Foxconn: Good for the Bottom Line
Foxconn has been at the forefront of business leadership managing automated factories, with about 40,000 robots working in its plants. Foxconn makes its own factory robots, which are called Foxbots.
The company divides automation into three stages.
- Stage 1 – robots help workers at specific stations.
- Stage 2 – production lines are fully automated. These currently exist in Chengdu, Chongqing, and Zhengzhou.
- Stage 3 – a factory whose workforce and production lines are almost entirely robots or automated systems.
Automation is likely good news for Foxconn’s bottom line. In addition to the iPhone, the company’s factories produce monitors and personal computers. Robustly producing factories with no human workers may seem like a recipe to reduce labor costs and thus be highly profitable.
In March 2016, Foxconn announced that 60,000 jobs had been cut in just one of its factories due to automation.
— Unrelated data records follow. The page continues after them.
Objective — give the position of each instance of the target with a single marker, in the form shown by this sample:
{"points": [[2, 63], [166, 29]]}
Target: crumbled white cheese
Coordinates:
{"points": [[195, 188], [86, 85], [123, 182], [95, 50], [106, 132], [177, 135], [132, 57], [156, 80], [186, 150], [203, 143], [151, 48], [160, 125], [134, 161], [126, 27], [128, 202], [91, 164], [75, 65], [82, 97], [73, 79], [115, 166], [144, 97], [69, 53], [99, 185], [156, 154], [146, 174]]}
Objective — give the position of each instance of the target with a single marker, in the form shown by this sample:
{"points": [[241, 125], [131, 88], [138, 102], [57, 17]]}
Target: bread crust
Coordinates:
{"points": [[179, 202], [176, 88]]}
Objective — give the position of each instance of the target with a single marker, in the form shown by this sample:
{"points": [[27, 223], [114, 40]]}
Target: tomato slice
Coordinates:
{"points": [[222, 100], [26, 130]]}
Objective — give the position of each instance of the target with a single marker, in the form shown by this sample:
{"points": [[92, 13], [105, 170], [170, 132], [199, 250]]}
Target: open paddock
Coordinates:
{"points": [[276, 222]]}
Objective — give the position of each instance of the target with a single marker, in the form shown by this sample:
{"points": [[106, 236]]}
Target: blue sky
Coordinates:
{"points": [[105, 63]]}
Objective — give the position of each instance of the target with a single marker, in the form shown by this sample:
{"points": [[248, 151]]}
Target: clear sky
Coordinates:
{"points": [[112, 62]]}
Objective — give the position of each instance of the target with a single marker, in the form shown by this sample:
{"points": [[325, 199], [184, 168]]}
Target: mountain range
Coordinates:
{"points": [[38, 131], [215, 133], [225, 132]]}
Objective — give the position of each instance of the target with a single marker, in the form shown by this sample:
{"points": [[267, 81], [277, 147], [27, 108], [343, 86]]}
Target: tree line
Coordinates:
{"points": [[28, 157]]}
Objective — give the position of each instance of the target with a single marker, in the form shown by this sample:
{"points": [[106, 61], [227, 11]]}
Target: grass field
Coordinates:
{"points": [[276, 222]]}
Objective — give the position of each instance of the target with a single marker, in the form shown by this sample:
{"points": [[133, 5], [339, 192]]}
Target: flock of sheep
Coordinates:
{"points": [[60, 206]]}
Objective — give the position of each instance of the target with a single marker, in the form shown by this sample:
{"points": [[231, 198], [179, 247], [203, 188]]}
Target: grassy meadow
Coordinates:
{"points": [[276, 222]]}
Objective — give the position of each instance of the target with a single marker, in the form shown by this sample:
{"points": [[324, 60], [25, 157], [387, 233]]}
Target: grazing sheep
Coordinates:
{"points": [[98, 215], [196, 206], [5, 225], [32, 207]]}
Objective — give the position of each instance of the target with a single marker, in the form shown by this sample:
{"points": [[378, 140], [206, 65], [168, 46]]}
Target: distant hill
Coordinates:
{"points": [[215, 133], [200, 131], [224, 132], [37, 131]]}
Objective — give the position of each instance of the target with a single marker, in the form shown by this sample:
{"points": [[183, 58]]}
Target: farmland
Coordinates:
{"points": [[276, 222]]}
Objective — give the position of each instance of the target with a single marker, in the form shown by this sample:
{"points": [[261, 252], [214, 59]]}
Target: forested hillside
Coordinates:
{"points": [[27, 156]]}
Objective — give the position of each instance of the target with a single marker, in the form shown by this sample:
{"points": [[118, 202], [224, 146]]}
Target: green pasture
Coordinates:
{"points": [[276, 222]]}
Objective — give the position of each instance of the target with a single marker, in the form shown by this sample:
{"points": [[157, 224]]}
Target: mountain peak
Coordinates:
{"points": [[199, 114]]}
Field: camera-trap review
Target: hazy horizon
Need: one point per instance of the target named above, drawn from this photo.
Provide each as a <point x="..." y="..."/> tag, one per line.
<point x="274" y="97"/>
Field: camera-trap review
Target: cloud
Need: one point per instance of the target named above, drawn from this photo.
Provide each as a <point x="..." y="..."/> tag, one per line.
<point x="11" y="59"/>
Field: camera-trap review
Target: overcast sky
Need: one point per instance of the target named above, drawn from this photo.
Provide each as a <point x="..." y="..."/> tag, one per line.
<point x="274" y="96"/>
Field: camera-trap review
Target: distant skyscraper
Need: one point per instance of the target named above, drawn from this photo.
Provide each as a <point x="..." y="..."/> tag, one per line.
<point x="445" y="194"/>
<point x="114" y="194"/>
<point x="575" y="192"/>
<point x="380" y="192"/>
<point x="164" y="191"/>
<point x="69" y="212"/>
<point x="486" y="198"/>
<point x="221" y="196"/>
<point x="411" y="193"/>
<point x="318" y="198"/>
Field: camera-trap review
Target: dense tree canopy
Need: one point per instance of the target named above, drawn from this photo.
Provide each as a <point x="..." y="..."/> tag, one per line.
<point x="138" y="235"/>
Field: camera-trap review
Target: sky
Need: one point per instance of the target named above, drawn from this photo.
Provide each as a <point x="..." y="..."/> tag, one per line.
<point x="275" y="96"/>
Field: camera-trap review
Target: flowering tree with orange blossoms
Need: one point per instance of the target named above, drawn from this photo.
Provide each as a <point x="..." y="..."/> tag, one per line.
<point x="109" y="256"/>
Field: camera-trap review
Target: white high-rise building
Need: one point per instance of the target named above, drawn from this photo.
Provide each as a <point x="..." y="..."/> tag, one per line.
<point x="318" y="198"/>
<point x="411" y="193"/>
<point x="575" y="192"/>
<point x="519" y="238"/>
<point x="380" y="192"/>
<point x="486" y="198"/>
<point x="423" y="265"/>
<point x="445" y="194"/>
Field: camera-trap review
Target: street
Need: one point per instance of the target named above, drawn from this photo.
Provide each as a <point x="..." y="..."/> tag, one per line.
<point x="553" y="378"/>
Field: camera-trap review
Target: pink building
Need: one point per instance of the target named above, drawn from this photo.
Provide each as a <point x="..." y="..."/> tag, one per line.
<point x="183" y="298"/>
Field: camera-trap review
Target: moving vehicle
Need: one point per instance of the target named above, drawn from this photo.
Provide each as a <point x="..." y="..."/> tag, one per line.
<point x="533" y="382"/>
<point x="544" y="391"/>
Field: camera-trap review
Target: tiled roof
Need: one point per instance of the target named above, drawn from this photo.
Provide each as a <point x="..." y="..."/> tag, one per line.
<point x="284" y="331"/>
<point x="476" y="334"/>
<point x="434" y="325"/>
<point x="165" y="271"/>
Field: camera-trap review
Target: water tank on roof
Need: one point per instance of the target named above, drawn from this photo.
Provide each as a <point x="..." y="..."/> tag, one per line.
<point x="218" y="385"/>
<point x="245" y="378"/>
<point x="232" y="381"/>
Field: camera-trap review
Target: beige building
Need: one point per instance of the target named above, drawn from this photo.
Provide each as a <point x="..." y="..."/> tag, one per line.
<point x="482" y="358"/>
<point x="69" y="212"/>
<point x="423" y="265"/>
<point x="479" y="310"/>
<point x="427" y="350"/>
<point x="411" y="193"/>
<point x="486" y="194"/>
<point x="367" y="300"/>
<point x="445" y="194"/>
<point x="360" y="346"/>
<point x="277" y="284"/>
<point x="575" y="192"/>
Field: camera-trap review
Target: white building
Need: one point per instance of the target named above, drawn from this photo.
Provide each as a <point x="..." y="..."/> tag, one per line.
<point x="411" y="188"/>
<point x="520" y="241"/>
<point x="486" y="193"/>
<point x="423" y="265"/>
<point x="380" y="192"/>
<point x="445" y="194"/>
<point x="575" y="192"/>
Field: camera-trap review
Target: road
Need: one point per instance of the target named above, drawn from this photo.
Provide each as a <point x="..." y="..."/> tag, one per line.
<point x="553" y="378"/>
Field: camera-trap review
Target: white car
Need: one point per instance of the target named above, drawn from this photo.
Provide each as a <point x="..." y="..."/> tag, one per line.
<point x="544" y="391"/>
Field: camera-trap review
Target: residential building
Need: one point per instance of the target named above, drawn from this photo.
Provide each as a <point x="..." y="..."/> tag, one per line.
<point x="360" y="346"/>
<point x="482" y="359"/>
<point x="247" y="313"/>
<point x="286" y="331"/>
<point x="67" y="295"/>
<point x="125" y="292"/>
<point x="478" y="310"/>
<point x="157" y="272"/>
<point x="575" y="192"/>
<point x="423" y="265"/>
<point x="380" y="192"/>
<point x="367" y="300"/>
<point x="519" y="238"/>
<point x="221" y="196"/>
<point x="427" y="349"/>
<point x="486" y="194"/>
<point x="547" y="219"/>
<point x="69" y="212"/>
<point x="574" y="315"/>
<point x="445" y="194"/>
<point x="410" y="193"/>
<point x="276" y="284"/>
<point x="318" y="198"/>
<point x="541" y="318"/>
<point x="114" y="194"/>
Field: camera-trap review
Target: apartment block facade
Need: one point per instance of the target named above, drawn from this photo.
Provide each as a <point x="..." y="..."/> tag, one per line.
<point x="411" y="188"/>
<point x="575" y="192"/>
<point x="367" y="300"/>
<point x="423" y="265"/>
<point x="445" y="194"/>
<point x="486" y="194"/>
The company has indicated that this will be far from the last.
The resultant cash could be used, Fortune points out, to fund expansion or acquisition, such as Foxconn’s acquisition of Sharp, the once Japanese-owned electronics company.
Perhaps Not So Good for China’s Economy
Full automation may exert beneficial effects on the company’s bottom line, but the effects on the overall economy of China could be negative.
China’s economic boom has been fueled by consumer spending and a rising middle and even upper middle class – as a result of more jobs required to build the country’s growing infrastructure. Foxconn’s workers have been part of that rising middle class. Foxconn has relied for several decades on low-wage workers, initially from rural China, who emigrated to the company’s locales specifically to work in their plants. Low wages were still higher than what rural Chinese typically earned, increasing spendable income.
Can an economy that relies on purchases of consumer and other goods continue to flourish with a diminishing workforce?
Will the worker displacements caused by automation cause political unrest?
Will they be seen as fostering inequality between the displaced and the still-employed?
Fortune points out that displacements, and any political effects, could have “outsized effects in China” because its current political structure implicitly depends on a sustained economic engine to spread its benefits.